Seul" sont d'ailleurs une critique au vitriol de la scène clownesque Black
Metal actuelle, et on les dévore avec un sourire aux lèvres qu'on ne prendra même pas la peine de dissimuler.
A noter que les remerciements, pour ce disque, ont été énoncés de vive voix sur la fin du titre de "A.M.A.C.C.". "Remerciements", ou plutôt le processus d'élaboration de ce monolithe de haine, entre virée chez les prostituées, dilution des tripes dans l'alcool pur et l'ingestion de drogues diverses et variées. "On a pris du temps. Trop de temps." Vous avez bien fait, les gars, le résultat est là. Monologue ou l'on apprend d'ailleurs que dans les nombreux featurings sur ce disque, on trouve Stephen, chanteur chez
Kickback, qui a posé sa voix sur de nombreux titres d'"A.N.T.I.". Le disque se termine sur un sobre mais efficace : "Dimanche 11 Juillet 2010, à quelque minutes et loin du bruit d'une finale de coupe du monde de foot, perdue par l'Argentine."

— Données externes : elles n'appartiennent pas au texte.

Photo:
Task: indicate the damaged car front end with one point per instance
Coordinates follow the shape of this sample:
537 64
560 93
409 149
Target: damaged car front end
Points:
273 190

Nous n'avons pas le bruit de la finale de foot, mais le bruit de la ville et des déviances qu'elle peut nous imposer. C'est un peu ça,
Diapsiquir : une plongée en apnée dans les méandres d'un bidonville urbain, entre l'odeur âcre de la pisse, de l'alcool, de la bière rance et le tintement des seringues rouillées. L'incarnation du
Satan de l'ère moderne. Vous voilà prévenus, cette plongée dans "A.N.T.I." se fera à vos risques et périls. Il en reste que c'est un album brillant, mené de main de maître, qui nécessite plusieurs écoutes pour être pleinement apprécié en raison de la complexité, de la densité des pièces qui le composent. Bien parti pour être l'un des meilleurs albums de cette année 2011.